Print

Sous Vide Cherry Cinnamon Ice Cream Recipe

Save Recipe

Ingredients

Units Scale
  • 2 cups tart cherries
  • 1 cup sugar
  • 1 cup whole milk
  • 1 cup heavy whipping cream
  • 1 teaspoon bourbon vanilla bean paste
  • 1/2 teaspoon cinnamon
  • Pinch of kosher salt
  • 4 whole eggs

Instructions

  1. Set the sous vide cooker to 180 degrees Fahrenheit.
  2. Put the cherries, 1/2 cup of sugar and the cinnamon into a bag and vacuum seal it.
  3. Cook the cherries and spices for 30 minutes.
  4. Combine all the other ingredients and blend.
  5. Add the cherry mixture.*
  6. Blend again until all the ingredients are well mixed.
  7. Pour the mixture into a bag and vacuum seal it.
  8. Return the bag to the sous vide cooker and cook for another hour making sure to mix the ingredients in the bag several times during that hour.
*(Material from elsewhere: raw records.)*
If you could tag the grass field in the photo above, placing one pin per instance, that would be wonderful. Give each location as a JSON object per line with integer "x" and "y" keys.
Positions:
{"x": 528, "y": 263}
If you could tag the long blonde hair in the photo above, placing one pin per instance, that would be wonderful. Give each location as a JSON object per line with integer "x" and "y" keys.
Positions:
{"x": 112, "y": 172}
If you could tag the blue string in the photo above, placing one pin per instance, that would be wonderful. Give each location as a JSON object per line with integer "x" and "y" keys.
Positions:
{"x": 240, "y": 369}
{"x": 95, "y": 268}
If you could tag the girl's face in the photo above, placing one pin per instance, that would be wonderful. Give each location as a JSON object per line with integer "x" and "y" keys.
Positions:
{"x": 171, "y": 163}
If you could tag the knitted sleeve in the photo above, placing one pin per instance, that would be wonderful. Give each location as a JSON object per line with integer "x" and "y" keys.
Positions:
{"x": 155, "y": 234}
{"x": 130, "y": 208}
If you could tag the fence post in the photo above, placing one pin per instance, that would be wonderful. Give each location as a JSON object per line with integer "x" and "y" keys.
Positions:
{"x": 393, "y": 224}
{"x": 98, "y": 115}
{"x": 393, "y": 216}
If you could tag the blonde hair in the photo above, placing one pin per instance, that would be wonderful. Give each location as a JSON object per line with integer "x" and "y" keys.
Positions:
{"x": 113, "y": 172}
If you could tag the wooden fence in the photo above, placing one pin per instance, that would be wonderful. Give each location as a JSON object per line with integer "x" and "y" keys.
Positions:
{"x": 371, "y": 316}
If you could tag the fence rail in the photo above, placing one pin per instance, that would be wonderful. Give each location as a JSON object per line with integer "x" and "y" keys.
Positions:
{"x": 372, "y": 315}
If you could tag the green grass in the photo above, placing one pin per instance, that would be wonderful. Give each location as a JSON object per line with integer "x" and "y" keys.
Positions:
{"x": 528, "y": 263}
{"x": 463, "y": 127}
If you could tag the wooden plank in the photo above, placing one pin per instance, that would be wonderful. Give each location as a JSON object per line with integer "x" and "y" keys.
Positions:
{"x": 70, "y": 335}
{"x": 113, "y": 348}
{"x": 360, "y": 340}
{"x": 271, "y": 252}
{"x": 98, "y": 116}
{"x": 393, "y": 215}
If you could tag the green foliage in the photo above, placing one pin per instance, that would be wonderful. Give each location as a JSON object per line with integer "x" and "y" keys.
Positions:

I used a silicone spoon to press the contents of the bag against the side of my pan.
  9. Remove the bag from the sous vide cooker at the end of the hour and pour the contents into an ice cream machine.
  10. Follow the instructions for your ice cream machine.
  11. Once it is frozen, serve and enjoy!

Notes

*Note: If you do not like chunks of fruit in your ice cream, blend the cherries separately then add to the milk mixture.